Opening it up, no expression on my face, a small figure comes up. I can’t make the figure out, but I see something wrapped around it. I trail my fingers along it and feel around. My fingers find something, and my curiosity peeks when I figure it out to be some type of jewelry. Reaching over to my bedside table, I turn on the lamp and there it is.
There’s a necklace wrapped around the small figure of a young man. He’s not wearing a shirt, however it looked like there was a black sheet hanging low on his hips, though they took on the form of pants, the bottoms clinging to his ankles, his feet bare. The silver cord of the necklace is wrapped around him like chains. It takes me awhile to unwrap it. When I finally have it unwrapped and out there’s a black rose with a diamond in the center dangling from it. The cord is long, making me guess that the rose will hang down low, by my belly button. It’s then that I look at the brown box and notice that there are designs of black roses over it and can only guess that it comes together.
But why would it be wrapped around the boy inside the box?
Shrugging it off, I put the necklace on and I’m right, it hangs down by my belly button. Taking the music box, I set it on the table next to my lamp and play the music. The music’s soft melody soon makes me sleepy again, even though I’ve just woken up. It’d be strange for me to say that my dream has exhausted me. I reach over to turn off the lamp while kicking the box off my bed.
As I settle back in bed, wearing nothing but the necklace and my panties, I cover myself up with my blanket.
How do I feel?
Nothing.
After all of this time and finally opening my mother’s gift, I don’t feel nearly as much as I should.

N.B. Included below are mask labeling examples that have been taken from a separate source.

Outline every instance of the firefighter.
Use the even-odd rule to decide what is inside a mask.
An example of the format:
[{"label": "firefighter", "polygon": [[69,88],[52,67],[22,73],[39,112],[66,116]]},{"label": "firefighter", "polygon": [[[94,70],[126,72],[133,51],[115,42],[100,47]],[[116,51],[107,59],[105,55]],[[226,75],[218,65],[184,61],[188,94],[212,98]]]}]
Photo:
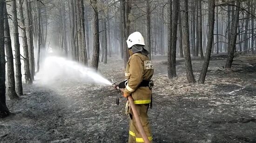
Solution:
[{"label": "firefighter", "polygon": [[[127,41],[130,57],[127,63],[125,76],[128,80],[123,96],[132,96],[142,125],[150,142],[152,135],[148,110],[152,105],[152,87],[150,80],[154,73],[152,62],[148,56],[149,52],[144,49],[144,38],[141,33],[135,32],[129,36]],[[127,104],[128,105],[128,103]],[[128,106],[128,114],[130,117],[129,143],[143,143],[143,139],[140,134],[135,120],[133,118],[133,112]]]}]

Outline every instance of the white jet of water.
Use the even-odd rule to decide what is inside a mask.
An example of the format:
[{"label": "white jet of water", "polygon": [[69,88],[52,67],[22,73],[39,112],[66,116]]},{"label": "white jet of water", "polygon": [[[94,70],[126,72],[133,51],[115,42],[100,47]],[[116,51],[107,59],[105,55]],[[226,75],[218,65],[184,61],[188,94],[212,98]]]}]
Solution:
[{"label": "white jet of water", "polygon": [[46,85],[65,81],[111,85],[108,80],[94,69],[77,62],[57,56],[47,57],[40,71],[35,78],[38,82]]}]

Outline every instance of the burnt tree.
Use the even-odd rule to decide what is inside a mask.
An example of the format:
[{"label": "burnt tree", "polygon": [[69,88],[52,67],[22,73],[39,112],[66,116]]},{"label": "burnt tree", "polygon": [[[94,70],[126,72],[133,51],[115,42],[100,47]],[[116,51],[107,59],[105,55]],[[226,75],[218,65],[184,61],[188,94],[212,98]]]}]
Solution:
[{"label": "burnt tree", "polygon": [[185,66],[187,74],[187,79],[189,83],[195,83],[195,80],[194,76],[190,57],[189,47],[189,14],[188,11],[188,0],[182,0],[181,3],[182,25],[183,40],[183,45],[185,56]]},{"label": "burnt tree", "polygon": [[[15,89],[14,70],[13,68],[13,56],[12,49],[12,42],[10,34],[10,27],[8,22],[8,13],[5,4],[4,9],[5,46],[7,59],[7,75],[8,78],[7,94],[10,99],[19,98]],[[4,48],[4,47],[3,47]],[[4,75],[5,76],[5,75]]]},{"label": "burnt tree", "polygon": [[199,80],[199,82],[201,83],[204,83],[205,76],[206,76],[206,73],[207,72],[207,69],[209,66],[211,57],[211,52],[213,42],[213,32],[214,31],[215,9],[215,0],[209,0],[208,6],[208,10],[209,10],[209,14],[208,14],[208,25],[209,25],[208,41],[207,41],[205,58],[204,59]]}]

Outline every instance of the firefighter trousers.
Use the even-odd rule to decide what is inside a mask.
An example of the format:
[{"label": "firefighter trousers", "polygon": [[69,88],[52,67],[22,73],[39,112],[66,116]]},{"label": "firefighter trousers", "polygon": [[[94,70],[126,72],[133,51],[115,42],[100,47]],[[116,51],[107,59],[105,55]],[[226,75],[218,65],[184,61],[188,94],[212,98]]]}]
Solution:
[{"label": "firefighter trousers", "polygon": [[[148,138],[150,143],[152,143],[152,135],[148,116],[148,110],[149,104],[136,104],[135,105],[138,115],[140,117],[141,124],[143,127],[146,134]],[[128,143],[144,143],[144,140],[137,130],[136,121],[133,118],[132,111],[130,110],[129,115],[130,116],[129,141]]]}]

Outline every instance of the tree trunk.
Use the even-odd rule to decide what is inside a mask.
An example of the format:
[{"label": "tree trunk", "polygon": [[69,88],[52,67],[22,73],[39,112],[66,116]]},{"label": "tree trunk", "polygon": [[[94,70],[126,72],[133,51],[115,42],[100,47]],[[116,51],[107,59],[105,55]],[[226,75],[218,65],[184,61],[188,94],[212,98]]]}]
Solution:
[{"label": "tree trunk", "polygon": [[86,53],[87,53],[87,59],[90,60],[91,58],[90,57],[90,46],[89,43],[89,25],[88,23],[88,19],[85,19],[86,25]]},{"label": "tree trunk", "polygon": [[124,28],[123,25],[124,24],[124,21],[125,20],[125,18],[124,17],[124,0],[120,0],[120,6],[119,9],[120,9],[120,23],[119,29],[120,29],[120,51],[121,51],[121,58],[124,59]]},{"label": "tree trunk", "polygon": [[40,70],[40,50],[41,49],[41,6],[39,1],[38,2],[37,11],[38,14],[38,35],[37,39],[37,69],[36,72]]},{"label": "tree trunk", "polygon": [[76,10],[76,1],[77,0],[74,0],[74,41],[75,41],[75,45],[74,48],[75,48],[75,57],[76,59],[75,60],[77,62],[79,61],[79,43],[78,43],[78,37],[77,36],[77,33],[78,33],[78,26],[77,26],[77,14],[78,12]]},{"label": "tree trunk", "polygon": [[[249,0],[246,1],[247,3],[247,7],[248,7],[248,11],[250,12],[250,4]],[[245,20],[245,25],[244,26],[244,34],[243,34],[243,40],[244,40],[244,45],[243,46],[243,50],[245,51],[245,53],[247,53],[248,51],[247,50],[249,49],[248,46],[249,46],[249,40],[248,39],[248,26],[249,25],[249,20],[250,19],[250,14],[249,12],[247,12],[246,20]]]},{"label": "tree trunk", "polygon": [[92,0],[93,9],[93,54],[91,66],[98,70],[99,57],[100,56],[100,37],[99,33],[99,17],[97,0]]},{"label": "tree trunk", "polygon": [[[255,13],[255,10],[253,8],[253,3],[252,3],[251,4],[251,12],[252,13],[253,13],[254,14],[254,13]],[[252,53],[254,53],[254,40],[255,40],[255,36],[254,36],[254,19],[253,18],[251,19],[251,48],[253,48],[252,50],[251,50],[251,51],[252,52]]]},{"label": "tree trunk", "polygon": [[208,10],[209,14],[208,16],[208,24],[209,25],[208,35],[208,41],[207,42],[207,48],[205,54],[205,58],[202,65],[202,69],[200,73],[199,82],[204,83],[207,69],[209,66],[210,58],[211,57],[211,50],[213,41],[213,32],[214,31],[214,14],[215,9],[215,0],[209,0]]},{"label": "tree trunk", "polygon": [[76,48],[75,45],[75,23],[74,23],[74,0],[71,0],[70,3],[70,19],[71,19],[71,35],[70,39],[71,42],[71,45],[72,48],[72,59],[74,61],[76,60]]},{"label": "tree trunk", "polygon": [[105,48],[104,48],[105,45],[104,45],[104,24],[103,24],[102,22],[101,22],[101,26],[102,28],[102,30],[101,30],[102,32],[101,32],[101,34],[100,35],[100,37],[101,37],[101,39],[100,40],[100,49],[101,50],[101,62],[103,62],[104,61],[104,51],[105,50]]},{"label": "tree trunk", "polygon": [[195,15],[195,21],[196,24],[196,38],[195,40],[195,56],[197,57],[198,56],[199,53],[199,6],[198,3],[198,0],[195,3],[195,7],[196,7],[196,15]]},{"label": "tree trunk", "polygon": [[149,0],[147,0],[147,49],[149,52],[148,57],[151,59],[151,23],[150,23],[150,7]]},{"label": "tree trunk", "polygon": [[185,66],[187,73],[187,79],[189,83],[195,83],[195,80],[193,73],[189,49],[189,15],[188,11],[188,0],[182,0],[182,25],[183,45],[185,55]]},{"label": "tree trunk", "polygon": [[[171,5],[172,6],[172,5]],[[176,49],[177,44],[177,27],[178,26],[178,15],[179,14],[179,0],[174,0],[173,9],[171,17],[172,34],[171,42],[170,62],[168,64],[168,75],[169,78],[176,76]],[[170,60],[169,60],[170,61]]]},{"label": "tree trunk", "polygon": [[84,62],[86,66],[88,65],[88,59],[87,57],[87,47],[86,46],[86,37],[85,37],[85,19],[84,19],[84,5],[83,0],[80,0],[80,6],[81,8],[80,8],[81,13],[81,28],[82,28],[82,39],[83,40],[83,47],[84,50]]},{"label": "tree trunk", "polygon": [[195,56],[195,0],[192,0],[192,31],[191,31],[191,50],[192,51],[192,55],[193,56]]},{"label": "tree trunk", "polygon": [[[83,5],[83,3],[82,3]],[[83,65],[87,65],[85,54],[85,43],[84,43],[84,38],[83,34],[84,32],[84,18],[82,17],[82,9],[83,6],[82,6],[81,0],[77,0],[76,1],[76,12],[77,19],[77,37],[78,38],[78,47],[79,47],[79,62]],[[84,9],[84,8],[83,8]],[[84,26],[84,28],[83,28]]]},{"label": "tree trunk", "polygon": [[[19,31],[18,29],[18,18],[17,17],[17,9],[16,9],[16,0],[12,1],[12,12],[13,21],[13,40],[15,49],[15,61],[16,69],[16,91],[18,95],[23,95],[22,88],[21,63],[20,63],[20,41],[19,40]],[[14,97],[15,98],[15,97]]]},{"label": "tree trunk", "polygon": [[[179,11],[180,11],[180,6],[179,6]],[[179,32],[180,32],[180,38],[179,42],[179,46],[180,49],[180,57],[184,57],[183,55],[183,47],[182,47],[182,18],[181,12],[179,12]]]},{"label": "tree trunk", "polygon": [[241,2],[239,0],[236,2],[236,13],[235,14],[235,12],[232,12],[233,17],[235,18],[232,22],[231,27],[231,37],[230,42],[229,43],[229,47],[228,47],[228,59],[226,63],[226,68],[231,68],[233,59],[234,58],[234,53],[236,47],[236,37],[237,36],[237,25],[239,20],[239,7],[240,6]]},{"label": "tree trunk", "polygon": [[106,24],[106,19],[103,19],[103,25],[104,25],[104,31],[102,34],[103,34],[103,55],[104,55],[104,60],[103,63],[107,63],[108,62],[108,43],[107,43],[107,24]]},{"label": "tree trunk", "polygon": [[63,40],[63,47],[64,50],[64,56],[67,57],[67,36],[66,33],[66,30],[67,29],[66,25],[66,12],[65,12],[65,4],[61,4],[60,8],[61,17],[61,32]]},{"label": "tree trunk", "polygon": [[[5,0],[0,0],[0,37],[4,34],[4,5]],[[4,38],[0,38],[0,118],[7,116],[10,112],[6,106],[5,87],[5,53]]]},{"label": "tree trunk", "polygon": [[[12,49],[12,42],[10,34],[10,27],[8,22],[8,13],[6,9],[6,5],[4,5],[4,37],[5,49],[7,56],[7,73],[8,78],[7,94],[10,99],[19,98],[15,89],[14,70],[13,68],[13,56]],[[0,19],[2,19],[0,18]],[[0,26],[2,26],[0,25]],[[3,47],[4,48],[4,47]],[[4,75],[5,76],[5,74]]]},{"label": "tree trunk", "polygon": [[[111,54],[112,54],[112,45],[111,45],[111,43],[110,42],[110,23],[109,22],[109,10],[108,10],[108,17],[107,20],[108,20],[108,55],[109,57],[111,57]],[[114,37],[114,38],[115,38],[115,37]]]},{"label": "tree trunk", "polygon": [[29,64],[29,69],[30,71],[30,75],[32,81],[34,80],[34,65],[33,63],[34,57],[34,46],[33,45],[33,35],[31,26],[31,20],[30,19],[30,12],[31,10],[31,7],[29,7],[30,4],[28,3],[28,0],[25,0],[26,13],[27,13],[27,46],[28,48],[28,61]]},{"label": "tree trunk", "polygon": [[217,47],[217,49],[216,50],[216,52],[217,54],[219,54],[219,50],[220,48],[220,44],[219,43],[219,14],[218,12],[219,12],[218,6],[216,8],[216,44]]},{"label": "tree trunk", "polygon": [[199,49],[200,50],[200,56],[201,59],[203,59],[203,52],[202,51],[202,0],[199,0],[198,9],[199,11],[199,21],[198,23],[199,25]]},{"label": "tree trunk", "polygon": [[[30,69],[30,71],[32,71],[31,72],[31,74],[32,73],[33,73],[33,76],[32,76],[32,78],[33,78],[33,80],[34,80],[34,76],[35,75],[35,62],[34,62],[34,37],[33,37],[33,31],[34,31],[34,29],[33,29],[33,26],[31,26],[32,25],[34,25],[34,23],[33,23],[33,14],[32,14],[32,6],[31,6],[31,2],[29,2],[29,3],[28,3],[28,7],[29,7],[29,18],[30,18],[30,23],[31,24],[30,25],[30,31],[31,31],[31,32],[30,32],[30,37],[31,37],[31,40],[30,41],[30,43],[31,43],[31,48],[32,49],[30,49],[29,50],[29,53],[30,54],[31,54],[31,56],[32,56],[32,61],[31,62],[31,65],[32,65],[32,66],[29,66],[29,68],[31,68]],[[29,48],[29,47],[28,47]]]},{"label": "tree trunk", "polygon": [[28,49],[27,46],[27,32],[26,31],[26,27],[25,23],[25,19],[23,15],[23,10],[21,0],[19,0],[19,13],[20,13],[20,20],[21,22],[21,27],[22,28],[22,44],[23,47],[24,53],[24,71],[25,79],[26,83],[31,84],[33,82],[30,75],[30,70],[29,69],[29,60],[28,57]]},{"label": "tree trunk", "polygon": [[168,77],[171,79],[174,76],[171,74],[171,62],[172,62],[172,0],[169,0],[169,6],[168,8],[168,67],[167,68],[168,71]]}]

The necklace is beautiful and so is the music box but that’s all I can conjure up. I curl my lips upwards at an attempt of trying to feel some amount of joy. Her present for me is perfect. She knows—knew—me so well. For a second, I think I feel something in my chest, I place my hand over my heart but as soon as I do it’s gone. Blinking, I ignore it and close my eyes, welcoming sleep as it comes back to me.
Just before the darkness takes me, I hear a soft humming, and then I’m pulled into a dreamless sleep.